To be poor

It’s been awhile since I’ve been poor but once you’ve used a food bank you never really relax (because you know just how easy it is to find yourself there). But after reading this post the other day I can smell the welfare office like it was yesterday. It wasn’t just the smell of stale brown bag lunches and baby spit up either – it was the smell of hopelessness and defeat.

You see, when I was much younger I made a decision that many people thought was the wrong one. I will be forever grateful that I made that decision but it put me – us – on a journey of poverty that took many years to climb out from.

Blogger Linda Tirado’s piece on poverty talks about the hopelessness and absolute exhaustion associated with it, and she’s right. Sitting in that welfare office twenty years ago, with its bullet proof glass, stern clerks and wailing babies, was one of the lowest points of my life. You wait for your name to be called yet cringe when it is – that simple act of someone saying your name out loud in a welfare office always felt aggressive.  Each month I’d become more and more beaten down by being so fucking poor that I couldn’t ever see the way out. Each day was an exercise in emotional survival.

Despair was always stalking me. I didn’t know how I’d get us out of this. Hell, I didn’t even know how I was going to pay the phone bill. But I couldn’t give up, no matter how much I wanted to sometimes.

But I got lucky and did find my way out. I worked my ass off – got sick a few times in the process – and just kept going. I managed to finish a degree just over a decade ago and I cried while waiting to walk across the dais to collect my diploma from the university president. “Well done,” she whispered in my ear.

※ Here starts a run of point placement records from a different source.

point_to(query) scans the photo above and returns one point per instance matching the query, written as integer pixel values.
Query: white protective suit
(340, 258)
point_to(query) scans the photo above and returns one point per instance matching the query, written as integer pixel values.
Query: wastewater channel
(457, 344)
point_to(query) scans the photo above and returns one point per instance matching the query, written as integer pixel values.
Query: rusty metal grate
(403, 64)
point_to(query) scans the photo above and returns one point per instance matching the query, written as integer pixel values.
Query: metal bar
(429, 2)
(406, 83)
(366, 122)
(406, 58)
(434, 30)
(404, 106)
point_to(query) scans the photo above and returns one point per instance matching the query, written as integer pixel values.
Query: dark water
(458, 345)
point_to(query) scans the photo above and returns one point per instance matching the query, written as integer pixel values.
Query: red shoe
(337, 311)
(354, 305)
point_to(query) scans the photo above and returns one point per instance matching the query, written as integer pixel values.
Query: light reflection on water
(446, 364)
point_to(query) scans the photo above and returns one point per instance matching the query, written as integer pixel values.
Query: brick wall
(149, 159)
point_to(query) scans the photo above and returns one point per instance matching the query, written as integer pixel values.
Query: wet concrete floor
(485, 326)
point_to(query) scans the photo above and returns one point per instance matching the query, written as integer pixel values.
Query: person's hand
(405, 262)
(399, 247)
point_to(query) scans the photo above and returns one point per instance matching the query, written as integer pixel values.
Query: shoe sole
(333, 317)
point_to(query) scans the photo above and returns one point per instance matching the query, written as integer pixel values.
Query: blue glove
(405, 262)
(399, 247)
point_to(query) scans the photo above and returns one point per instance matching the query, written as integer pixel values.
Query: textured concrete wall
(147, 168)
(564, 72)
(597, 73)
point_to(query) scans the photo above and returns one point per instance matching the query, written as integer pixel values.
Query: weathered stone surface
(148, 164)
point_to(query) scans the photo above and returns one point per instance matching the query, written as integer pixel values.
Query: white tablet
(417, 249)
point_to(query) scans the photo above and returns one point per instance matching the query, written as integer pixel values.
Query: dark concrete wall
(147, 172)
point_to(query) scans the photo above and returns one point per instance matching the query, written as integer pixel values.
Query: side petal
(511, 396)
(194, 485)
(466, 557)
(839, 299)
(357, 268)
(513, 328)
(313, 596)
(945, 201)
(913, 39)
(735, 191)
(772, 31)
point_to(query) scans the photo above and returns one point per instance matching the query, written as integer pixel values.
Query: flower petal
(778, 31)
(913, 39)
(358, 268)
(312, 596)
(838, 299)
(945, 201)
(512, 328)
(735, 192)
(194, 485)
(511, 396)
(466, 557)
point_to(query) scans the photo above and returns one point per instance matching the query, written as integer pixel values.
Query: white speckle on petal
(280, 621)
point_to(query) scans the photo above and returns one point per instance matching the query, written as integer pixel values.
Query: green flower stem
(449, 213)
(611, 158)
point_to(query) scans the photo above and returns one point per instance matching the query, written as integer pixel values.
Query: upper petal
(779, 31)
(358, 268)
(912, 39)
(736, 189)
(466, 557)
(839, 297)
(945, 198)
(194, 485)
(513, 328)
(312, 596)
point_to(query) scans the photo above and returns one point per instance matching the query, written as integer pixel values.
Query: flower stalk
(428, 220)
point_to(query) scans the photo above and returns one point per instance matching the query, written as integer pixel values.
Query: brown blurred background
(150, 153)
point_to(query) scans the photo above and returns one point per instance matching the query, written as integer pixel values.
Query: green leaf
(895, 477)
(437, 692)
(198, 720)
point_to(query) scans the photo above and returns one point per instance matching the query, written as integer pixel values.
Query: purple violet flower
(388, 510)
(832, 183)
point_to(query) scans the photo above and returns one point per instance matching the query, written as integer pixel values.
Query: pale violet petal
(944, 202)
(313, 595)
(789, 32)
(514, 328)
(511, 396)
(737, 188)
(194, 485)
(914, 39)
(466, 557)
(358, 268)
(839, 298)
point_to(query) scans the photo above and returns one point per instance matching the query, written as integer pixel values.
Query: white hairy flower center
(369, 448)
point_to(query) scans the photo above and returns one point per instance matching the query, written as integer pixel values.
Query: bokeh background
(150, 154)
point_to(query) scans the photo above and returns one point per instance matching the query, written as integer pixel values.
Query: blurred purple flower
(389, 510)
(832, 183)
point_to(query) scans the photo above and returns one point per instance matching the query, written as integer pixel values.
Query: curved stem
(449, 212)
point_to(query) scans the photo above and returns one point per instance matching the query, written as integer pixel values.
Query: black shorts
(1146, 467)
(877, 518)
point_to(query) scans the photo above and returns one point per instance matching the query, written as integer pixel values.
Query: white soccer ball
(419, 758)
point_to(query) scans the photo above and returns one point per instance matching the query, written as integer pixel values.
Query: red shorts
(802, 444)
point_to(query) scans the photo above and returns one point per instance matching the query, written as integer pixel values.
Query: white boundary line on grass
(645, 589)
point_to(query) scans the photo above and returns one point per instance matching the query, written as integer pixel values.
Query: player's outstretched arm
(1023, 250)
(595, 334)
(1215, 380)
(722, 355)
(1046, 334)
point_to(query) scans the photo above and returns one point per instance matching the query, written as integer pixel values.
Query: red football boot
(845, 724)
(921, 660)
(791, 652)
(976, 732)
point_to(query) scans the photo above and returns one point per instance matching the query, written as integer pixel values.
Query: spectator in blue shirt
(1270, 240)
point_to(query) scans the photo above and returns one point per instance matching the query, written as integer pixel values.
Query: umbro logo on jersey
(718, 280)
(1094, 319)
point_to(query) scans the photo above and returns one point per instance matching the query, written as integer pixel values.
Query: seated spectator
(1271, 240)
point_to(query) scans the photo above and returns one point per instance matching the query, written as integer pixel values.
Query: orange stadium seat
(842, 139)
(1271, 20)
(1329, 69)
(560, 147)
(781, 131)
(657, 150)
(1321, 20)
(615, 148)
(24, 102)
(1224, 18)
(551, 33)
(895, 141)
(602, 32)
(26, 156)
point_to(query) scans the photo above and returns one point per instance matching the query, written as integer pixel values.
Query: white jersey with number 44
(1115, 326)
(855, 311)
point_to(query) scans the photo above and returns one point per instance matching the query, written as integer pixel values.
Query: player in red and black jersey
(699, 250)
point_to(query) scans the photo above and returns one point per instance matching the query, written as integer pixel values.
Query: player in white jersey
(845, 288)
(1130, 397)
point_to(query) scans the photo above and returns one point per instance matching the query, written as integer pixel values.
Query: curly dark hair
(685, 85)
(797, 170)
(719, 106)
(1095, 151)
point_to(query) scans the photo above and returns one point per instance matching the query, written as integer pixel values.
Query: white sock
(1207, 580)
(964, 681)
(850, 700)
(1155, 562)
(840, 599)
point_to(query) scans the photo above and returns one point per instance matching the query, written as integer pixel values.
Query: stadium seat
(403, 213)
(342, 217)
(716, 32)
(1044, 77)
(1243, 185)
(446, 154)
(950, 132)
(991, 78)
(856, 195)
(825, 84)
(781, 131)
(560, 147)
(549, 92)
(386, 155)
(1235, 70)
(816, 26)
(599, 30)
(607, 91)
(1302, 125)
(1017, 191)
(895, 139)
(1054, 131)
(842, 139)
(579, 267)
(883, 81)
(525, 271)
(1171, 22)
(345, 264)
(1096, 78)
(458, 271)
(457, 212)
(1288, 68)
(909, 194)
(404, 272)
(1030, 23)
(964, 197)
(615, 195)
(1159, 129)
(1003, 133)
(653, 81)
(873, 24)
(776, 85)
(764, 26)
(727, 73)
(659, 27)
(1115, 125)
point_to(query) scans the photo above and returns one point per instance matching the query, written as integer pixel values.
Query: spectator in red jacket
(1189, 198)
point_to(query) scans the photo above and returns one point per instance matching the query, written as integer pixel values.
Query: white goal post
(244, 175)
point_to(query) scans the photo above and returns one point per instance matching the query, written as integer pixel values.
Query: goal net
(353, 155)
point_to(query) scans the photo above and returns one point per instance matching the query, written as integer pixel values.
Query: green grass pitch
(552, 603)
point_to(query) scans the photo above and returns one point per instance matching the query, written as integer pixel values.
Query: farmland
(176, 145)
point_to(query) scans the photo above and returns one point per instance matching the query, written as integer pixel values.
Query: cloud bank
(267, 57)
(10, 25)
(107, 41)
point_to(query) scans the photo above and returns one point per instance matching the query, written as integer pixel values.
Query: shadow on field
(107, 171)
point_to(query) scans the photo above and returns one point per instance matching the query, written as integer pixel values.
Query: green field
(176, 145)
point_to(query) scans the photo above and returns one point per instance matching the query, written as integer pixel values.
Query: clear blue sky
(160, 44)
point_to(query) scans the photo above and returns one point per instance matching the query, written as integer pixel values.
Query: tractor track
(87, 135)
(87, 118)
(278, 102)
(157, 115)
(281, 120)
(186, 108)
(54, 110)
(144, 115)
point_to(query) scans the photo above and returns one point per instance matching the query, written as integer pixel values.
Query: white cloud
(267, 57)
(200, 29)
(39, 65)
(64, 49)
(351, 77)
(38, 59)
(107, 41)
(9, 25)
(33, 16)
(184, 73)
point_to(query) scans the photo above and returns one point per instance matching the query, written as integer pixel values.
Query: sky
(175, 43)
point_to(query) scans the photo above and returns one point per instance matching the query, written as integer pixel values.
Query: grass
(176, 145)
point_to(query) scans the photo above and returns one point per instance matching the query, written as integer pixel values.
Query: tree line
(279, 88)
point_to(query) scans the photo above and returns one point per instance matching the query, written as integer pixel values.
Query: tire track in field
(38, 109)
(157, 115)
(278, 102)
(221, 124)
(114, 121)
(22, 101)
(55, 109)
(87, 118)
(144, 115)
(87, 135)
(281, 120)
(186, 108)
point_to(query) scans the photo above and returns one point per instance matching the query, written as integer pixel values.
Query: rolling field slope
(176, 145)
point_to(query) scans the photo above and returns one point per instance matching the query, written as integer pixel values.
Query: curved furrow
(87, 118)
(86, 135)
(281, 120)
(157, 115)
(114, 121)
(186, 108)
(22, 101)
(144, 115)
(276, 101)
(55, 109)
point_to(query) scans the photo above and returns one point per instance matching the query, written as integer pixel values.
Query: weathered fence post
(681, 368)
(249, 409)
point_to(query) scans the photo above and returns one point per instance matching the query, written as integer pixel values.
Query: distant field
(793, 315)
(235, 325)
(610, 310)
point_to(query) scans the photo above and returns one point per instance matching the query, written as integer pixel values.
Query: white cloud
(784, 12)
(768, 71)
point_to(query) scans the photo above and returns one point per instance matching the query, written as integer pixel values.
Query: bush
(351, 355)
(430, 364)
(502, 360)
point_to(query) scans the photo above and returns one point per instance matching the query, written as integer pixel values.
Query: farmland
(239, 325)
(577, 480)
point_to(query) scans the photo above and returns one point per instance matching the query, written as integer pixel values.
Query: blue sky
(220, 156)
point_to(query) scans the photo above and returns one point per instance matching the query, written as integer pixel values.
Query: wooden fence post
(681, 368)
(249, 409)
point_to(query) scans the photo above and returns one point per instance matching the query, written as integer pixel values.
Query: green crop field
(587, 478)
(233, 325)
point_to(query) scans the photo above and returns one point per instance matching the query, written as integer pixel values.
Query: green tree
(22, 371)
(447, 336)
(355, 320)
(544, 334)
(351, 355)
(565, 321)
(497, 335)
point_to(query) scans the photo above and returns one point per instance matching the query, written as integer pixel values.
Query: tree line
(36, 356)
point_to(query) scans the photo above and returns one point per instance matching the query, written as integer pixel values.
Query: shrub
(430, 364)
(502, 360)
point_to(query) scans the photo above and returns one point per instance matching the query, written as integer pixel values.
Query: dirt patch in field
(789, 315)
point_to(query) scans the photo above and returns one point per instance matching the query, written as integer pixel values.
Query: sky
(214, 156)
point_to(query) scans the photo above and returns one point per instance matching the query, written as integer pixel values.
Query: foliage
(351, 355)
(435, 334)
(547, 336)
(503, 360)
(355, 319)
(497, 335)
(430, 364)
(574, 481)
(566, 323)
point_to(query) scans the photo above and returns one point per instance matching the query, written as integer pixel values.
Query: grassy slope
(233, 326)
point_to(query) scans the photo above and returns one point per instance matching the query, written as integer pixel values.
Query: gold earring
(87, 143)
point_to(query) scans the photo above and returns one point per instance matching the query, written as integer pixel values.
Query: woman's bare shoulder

I didn’t do it alone. Many people – people I will never meet – helped me. The unknown people who made it public policy in BC in the 90s to cover daycare costs while single parents were in school. The people who helped me navigate the financial aid system. The men and women who dropped off Christmas hampers each year. The professors who encouraged me to keep going. My kids who gave me love, and hope.

Read Tirado’s story. It’s important.


4 Comments on “To be poor”

  1. What we need is a Guaranteed Annual Income for all low income Canadians supported by Senaors Hugh Segal & Art Eglinton.Are you listening Justin or Tom?

  2. Tony Roy says:

    I know what you feel like, and enjoyed your post.
    Oh the embarrassing past and oh so so many people who made it possible for that not to be the future!

    • admin says:

      Thanks. If I were embarrassed by my past I wouldn’t have written about it – those of us who’ve been there should speak out. It helps to challenge the stereotypes.

  3. Jenny B says:

    Lisa, this post spoke to me in more ways than I can tell you. As the child of a mother who had to visit food banks and rely on social assistance after my father left us (I was 15 and have 3 younger siblings) with absolutely no support – I can recognize even more so now that I’m a mother, just how difficult that had to be for her – for you – for so many women, and yes, some men.

    I remember my mother being so relieved that we were eligible for the snowsuit fund – I really liked my new jacket! But, I spent a whole day calling around to all the different stores in Ottawa asking if they carried the brand…just in case someone asked me where I got it from. Sure I was embarrassed – but I was 15 – now that I’m all grown up, I cringe at the sight of a small child with no mittens or appropriate outdoor wear…actually brings me to tears. These resources are so important.

    The drive this experience instilled in me is one of the good things that came from being “poor” – as well as the empathy that I can truly feel for others going through the same sort of ordeal.

    We may not have done things in the “order” that society expects us to – but I would argue that we’re all the better for it…empathy, compassion and kindness towards others – it can be taught (as we do with our own children), but it is so much more engrained when you’ve lived it yourself – because really, it would have been much easier to become jaded, give up and perpetuate the cycle of poverty onto our own children. Proud of you.